When I hear Stevie sing interpret these two songs, I am hearing source material (Carpenters, Sting) that I perceive or encode as “white” (due to white songwriters, performers, largely white audiences, but also musical and performative characteristics..) being expertly, lovingly, boldly imbued with “Blackness.” I’m just speaking for myself, and trying to not judge these observations or claim for them any inherent truth, (and certainly not an ideal one!) but perhaps you can relate. The racially tinged assumptions about the Carpenters, Sting, and Stevie Wonder that I bring with me into these listening experiences are an unavoidable part of my reaction. Judging from internet culture, performances that have an aspect of racialized musical worlds colliding are interesting to many of us. Thoroughly woven through our racist societal discourse, and eagerly co-signed by the forces of the marketplace, are the ideas that certain music is for certain people, and that someone who looks like X should appreciate (as a listener) or sound like ( as a performer) Y, not Z. There is definitely a sense of happy surprise when these assumptions are frustrated or subverted. For example, one mainstay of “reaction videos” mentioned earlier is a sense of “racial reveal.”

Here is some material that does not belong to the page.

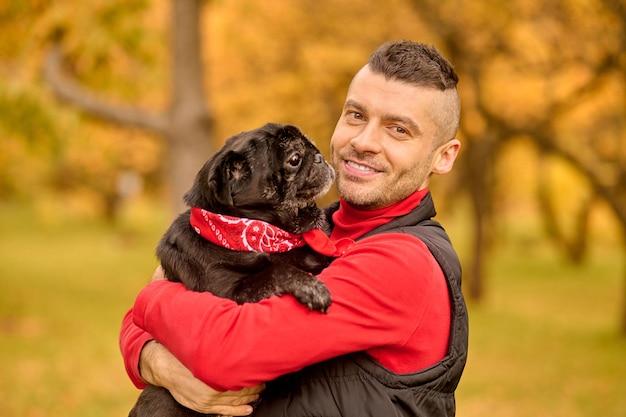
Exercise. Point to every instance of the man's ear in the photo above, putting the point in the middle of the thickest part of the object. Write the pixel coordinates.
(445, 156)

https://www.youtube.com/watch?v=1pzYVgYa7EA

But I want to be careful. What exactly am I, as a white person, feeling or receiving from such moments? What is the story that my heart tells itself? Is it just the thrill of possibility, of repressive boundaries and labels being sloughed off? Or is it the relief at some kind of wishfully imagined absolution of the racial prejudice in my own heart and mind; a seductive and premature sense of resolution and happily-ever-after where the dissonance of racial inequality and white privilege is neatly and cleanly resolved? [6]

It is a poignant irony that while no non-Black person can ever fully identify and truly know the feeling and experience of anti-Black racism, (or in my opinion can ever truly be finally and completely “woke” in this regard) the gifts of Black culture are graciously open, generous, and inviting to all. One of the defining thematic stories of my own life is that of being repeatedly welcomed into, affirmed and even celebrated as a white participant in the cultural and social spaces created by, for and around Black music and people.

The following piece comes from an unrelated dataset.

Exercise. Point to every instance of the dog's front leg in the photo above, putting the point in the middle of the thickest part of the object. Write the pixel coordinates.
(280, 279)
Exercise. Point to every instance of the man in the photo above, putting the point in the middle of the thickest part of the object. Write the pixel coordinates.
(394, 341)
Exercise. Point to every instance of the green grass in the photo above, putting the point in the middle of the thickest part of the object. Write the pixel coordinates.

If you are a fellow non-Black person and have been touched by Black art, (and it’s hard to imagine that you haven’t!) I’d bet that there, in story, spirit and song, you have received and appreciated:

A sense of expansion and infinity that grows from deep, practiced familiarity.

Thorough acknowledgement of and reckoning with all things true, especially one’s own heart, mind and history.

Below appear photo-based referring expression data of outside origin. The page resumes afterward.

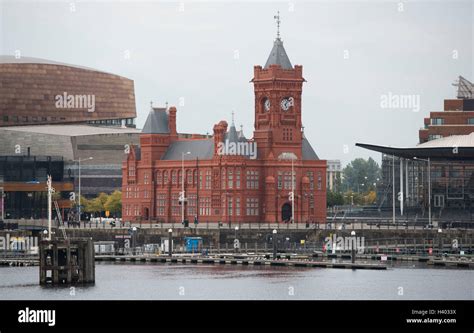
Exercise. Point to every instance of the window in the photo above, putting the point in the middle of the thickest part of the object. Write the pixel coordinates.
(160, 204)
(237, 206)
(223, 179)
(189, 176)
(204, 206)
(287, 134)
(237, 178)
(310, 175)
(191, 206)
(252, 207)
(175, 206)
(287, 180)
(437, 121)
(230, 179)
(252, 179)
(229, 206)
(208, 179)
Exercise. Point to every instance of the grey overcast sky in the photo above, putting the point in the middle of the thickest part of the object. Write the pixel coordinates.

An attitude (or stance) of restorative humor and criticism.

Great love and great suffering, welling up into palpable knowledge of the divine.

Yes, I do think that all of this can live in one note, one phrase, no less than in a library of speeches. No, I wouldn’t think for a moment that these feelings represent more than a small slice of what constitutes Blackness in its lived reality or unlimited potential.

We as a nation and world are in the midst of what could be an important, transformative moment in history. What will we (still speaking to fellow non-black folks here) do with the truth that we cannot unknow, the sights and sounds that we cannot un-see or un-hear? What is the message, the marching orders of this music, or any music that stirs itself into our deepest pockets of courage and fear?

But first hold that thought, because the music is really beside the point.

If the whole of Black music were insipid, boring, and superficial, Black lives wouldn’t matter one bit less, Black humanity wouldn’t be any less valuable or sacred. How urgent and incontrovertible is the demand of human conscience to honor, celebrate, protect, learn from, and in all ways work for the prosperity and well-being of our black sisters and brothers, and to repent of, reject and rebel against the evil of white supremacy in all its myriad forms and expressions. Now.

How much harder still to ignore this call for those of us touched, nurtured and inspired by Black music, Black art, Black thought, Black spirituality. The apostle Paul uses the phrase “make my joy complete” to describe a basic kind of integrity; the idea that to the degree that someone has been loved, blessed and provided for, it is only natural that they reciprocally enter into those same generative processes themselves. What if the fearsomely good spirits that the best art and culture awaken within are not an end unto themselves but just the rock-churned spray kicking out of turbulent river? You can easily enough cool your toes but you need to be submerged in order to be carried away.

Thank you, Stevie, for your music which tells the truth and beckons us all into fuller humanity. May I, may we, not be found to have fallen in love with music that is bold, daring and powerful, only to remain living fearful, insular lives which betray us as never really having really listened in the first place.


[1] Actually the song was penned for this 1970 bank commercial

https://www.youtube.com/watch?v=97X9huy7pHQ

[2]I’m really unhappy and unsatisfied, and more than a little embarrassed to be publishing this despite not being able to locate any details about this concert/recording. Can anyone help???

[3]Shout out to the great Christian McBride on bass, and my old friend Jo Lawry singing backup!

[4] I could see how one might consider this entire blog series to be pretty much the same thing in more pedantic form! If that’s the kind of thing that floats your boat some previous entries are just a click away!

[5] On a broader- than -national level, (largely due to the worldwide saturation of 20th century American pop culture) it’s not going too far to say that the music of the African diaspora, most vibrantly worked out in the US, Cuba and Brazil, is the dominant musical language of global humanity in our lifetimes.

[6] I also want to guard against the insidious temptation of any sort of appropriative “culture-vulture” mental gymnastics by which I could love and appreciate Black art, or any kind of “Blackness” as somehow separate from the complete human experiences of Black people, or the truths of Black history.